John, I applaud your work. You are keeping the stories alive. Thank you for this since I think the world is spinning up to a whining gyrating pitch and without voices like yours, wisdom flies off like so many droplets of water...or tears.
john, i am always happy when i see a post from you in the feed, even though i know it often will not be an easy post to read.

i often wonder how, in spite of our upbringings, we can turn out as well as we do, even accounting for our warts. thank you for this.
Jane, thanks for the kind words and that question about how we can turn out so well. I tried to answer it at my blog about my parents, just this morning.
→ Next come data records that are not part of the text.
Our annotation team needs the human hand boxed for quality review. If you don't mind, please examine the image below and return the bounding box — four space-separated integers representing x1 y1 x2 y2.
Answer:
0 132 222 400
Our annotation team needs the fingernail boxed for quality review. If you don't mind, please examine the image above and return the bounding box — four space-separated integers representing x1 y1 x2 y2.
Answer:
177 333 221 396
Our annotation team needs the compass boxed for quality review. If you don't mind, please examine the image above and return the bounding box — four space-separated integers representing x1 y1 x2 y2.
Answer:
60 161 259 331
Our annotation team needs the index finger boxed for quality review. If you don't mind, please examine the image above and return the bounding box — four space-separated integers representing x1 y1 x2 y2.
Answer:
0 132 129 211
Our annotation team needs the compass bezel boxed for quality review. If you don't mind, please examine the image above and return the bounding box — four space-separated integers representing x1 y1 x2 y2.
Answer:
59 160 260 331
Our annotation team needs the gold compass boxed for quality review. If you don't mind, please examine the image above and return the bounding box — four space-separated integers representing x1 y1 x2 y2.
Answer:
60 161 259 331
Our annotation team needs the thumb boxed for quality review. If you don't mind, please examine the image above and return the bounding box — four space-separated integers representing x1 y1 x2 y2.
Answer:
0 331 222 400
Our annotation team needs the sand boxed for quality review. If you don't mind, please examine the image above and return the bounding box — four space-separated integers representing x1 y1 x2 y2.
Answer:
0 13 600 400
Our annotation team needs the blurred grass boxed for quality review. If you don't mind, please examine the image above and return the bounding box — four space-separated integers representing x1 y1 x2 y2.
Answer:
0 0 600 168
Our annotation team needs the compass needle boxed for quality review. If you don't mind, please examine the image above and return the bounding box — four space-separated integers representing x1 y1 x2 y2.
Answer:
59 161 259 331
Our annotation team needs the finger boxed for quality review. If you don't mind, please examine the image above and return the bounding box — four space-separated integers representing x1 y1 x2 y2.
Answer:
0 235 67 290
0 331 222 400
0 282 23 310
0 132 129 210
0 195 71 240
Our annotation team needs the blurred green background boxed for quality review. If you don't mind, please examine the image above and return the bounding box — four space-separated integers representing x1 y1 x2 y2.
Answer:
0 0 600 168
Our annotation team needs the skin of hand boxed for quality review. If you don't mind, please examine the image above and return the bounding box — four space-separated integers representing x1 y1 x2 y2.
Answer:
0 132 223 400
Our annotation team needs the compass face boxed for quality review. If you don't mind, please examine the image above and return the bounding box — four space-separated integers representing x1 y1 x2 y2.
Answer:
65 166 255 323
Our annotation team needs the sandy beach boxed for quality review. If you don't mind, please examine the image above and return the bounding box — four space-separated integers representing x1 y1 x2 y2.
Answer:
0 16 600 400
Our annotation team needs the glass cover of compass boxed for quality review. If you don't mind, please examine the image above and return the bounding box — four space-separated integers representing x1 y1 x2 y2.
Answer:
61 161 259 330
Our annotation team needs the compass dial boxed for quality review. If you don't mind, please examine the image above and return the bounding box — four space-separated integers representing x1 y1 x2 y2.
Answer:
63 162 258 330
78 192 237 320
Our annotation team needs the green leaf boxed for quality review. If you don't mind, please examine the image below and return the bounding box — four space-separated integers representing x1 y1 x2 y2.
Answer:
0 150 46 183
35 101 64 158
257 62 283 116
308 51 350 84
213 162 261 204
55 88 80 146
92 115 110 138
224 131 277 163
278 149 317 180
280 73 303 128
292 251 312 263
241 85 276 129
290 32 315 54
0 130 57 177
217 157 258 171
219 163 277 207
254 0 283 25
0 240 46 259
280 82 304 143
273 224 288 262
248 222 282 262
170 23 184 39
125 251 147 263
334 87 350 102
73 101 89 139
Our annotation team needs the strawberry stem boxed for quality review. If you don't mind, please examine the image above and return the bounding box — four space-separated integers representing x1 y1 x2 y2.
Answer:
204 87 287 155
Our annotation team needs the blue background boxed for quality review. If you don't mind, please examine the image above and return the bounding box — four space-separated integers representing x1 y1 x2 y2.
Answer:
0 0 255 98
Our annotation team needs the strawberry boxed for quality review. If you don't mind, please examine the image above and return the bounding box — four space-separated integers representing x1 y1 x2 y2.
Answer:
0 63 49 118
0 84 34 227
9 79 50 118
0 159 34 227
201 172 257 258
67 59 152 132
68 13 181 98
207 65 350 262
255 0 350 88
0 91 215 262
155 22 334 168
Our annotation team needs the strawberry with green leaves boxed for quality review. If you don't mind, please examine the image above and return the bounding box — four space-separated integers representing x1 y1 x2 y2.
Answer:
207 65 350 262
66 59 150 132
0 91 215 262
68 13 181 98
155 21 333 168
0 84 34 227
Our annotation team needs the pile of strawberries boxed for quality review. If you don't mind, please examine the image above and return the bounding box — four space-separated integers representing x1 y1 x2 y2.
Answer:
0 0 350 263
Here's the link:

http://lightning-and-ashes.blogspot.com/2009/06/happy-fathers-day.html
so sad. Not a typical modern romance, but there is a kind of harsh realist beauty still there that's worthy of awe.
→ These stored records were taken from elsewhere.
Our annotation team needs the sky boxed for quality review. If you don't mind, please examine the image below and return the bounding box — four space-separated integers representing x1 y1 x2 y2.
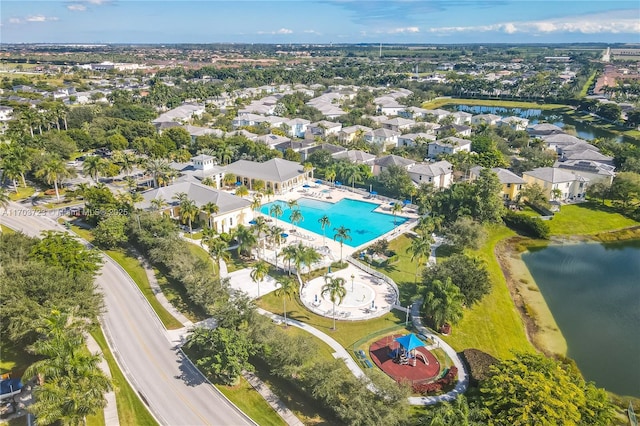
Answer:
0 0 640 44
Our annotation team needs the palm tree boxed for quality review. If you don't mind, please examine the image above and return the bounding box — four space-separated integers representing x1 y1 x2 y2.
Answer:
151 197 168 214
274 277 297 327
208 238 231 266
269 203 284 223
407 234 431 282
180 199 200 235
233 224 256 255
321 275 347 330
82 155 108 183
236 185 249 198
289 210 304 238
391 203 402 227
36 157 71 201
422 278 464 329
302 247 322 281
318 214 331 246
0 187 10 233
249 260 269 297
333 225 351 263
201 201 220 228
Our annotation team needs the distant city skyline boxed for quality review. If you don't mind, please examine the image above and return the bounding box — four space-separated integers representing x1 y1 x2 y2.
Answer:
0 0 640 44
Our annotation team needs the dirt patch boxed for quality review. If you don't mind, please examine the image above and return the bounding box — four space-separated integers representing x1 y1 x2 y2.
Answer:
494 237 567 356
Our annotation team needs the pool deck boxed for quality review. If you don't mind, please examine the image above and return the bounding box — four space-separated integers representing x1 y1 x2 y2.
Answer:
258 183 419 260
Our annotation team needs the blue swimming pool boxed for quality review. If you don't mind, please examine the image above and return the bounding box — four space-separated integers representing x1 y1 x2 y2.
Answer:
260 198 407 247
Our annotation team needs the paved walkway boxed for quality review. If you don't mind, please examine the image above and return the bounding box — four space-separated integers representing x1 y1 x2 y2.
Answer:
86 334 120 426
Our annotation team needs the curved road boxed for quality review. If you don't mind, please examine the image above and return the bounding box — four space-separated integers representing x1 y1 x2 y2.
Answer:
5 211 255 426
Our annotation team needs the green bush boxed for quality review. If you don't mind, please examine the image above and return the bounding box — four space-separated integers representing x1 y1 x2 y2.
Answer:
502 211 550 240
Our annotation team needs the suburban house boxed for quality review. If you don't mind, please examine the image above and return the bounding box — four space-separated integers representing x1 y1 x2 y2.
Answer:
436 124 471 136
364 129 400 152
153 104 205 123
469 166 526 202
284 118 311 138
137 182 253 232
471 114 502 126
451 111 473 124
522 167 589 201
338 125 373 142
407 161 453 189
498 116 529 130
427 136 471 158
373 155 416 176
380 117 416 132
553 160 616 185
225 158 313 194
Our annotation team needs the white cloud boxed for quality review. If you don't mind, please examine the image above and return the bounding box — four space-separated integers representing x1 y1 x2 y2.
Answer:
25 15 58 22
428 10 640 34
67 3 87 12
387 27 420 34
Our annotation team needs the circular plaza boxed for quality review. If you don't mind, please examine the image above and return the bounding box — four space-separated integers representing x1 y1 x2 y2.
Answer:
300 264 397 320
I hope you uncover more clues to your parents' relationship. This is a fascinating first look.
Maybe what they saw and knew was so horrifying that they knew that it had to remain between the two of them. To leave each other, would have meant letting go of that painful knowing and having nowhere else to turn.... Lovely as usual, John.
Extremely powerful and insightful, John.
I thank you.
The five years after WWII say more about the human condition than the war years. I will read all your posts.
Nicely done. Important work. These stories, these people, are important. Thank you. I look forward to reading more of your work. Thanks for the links.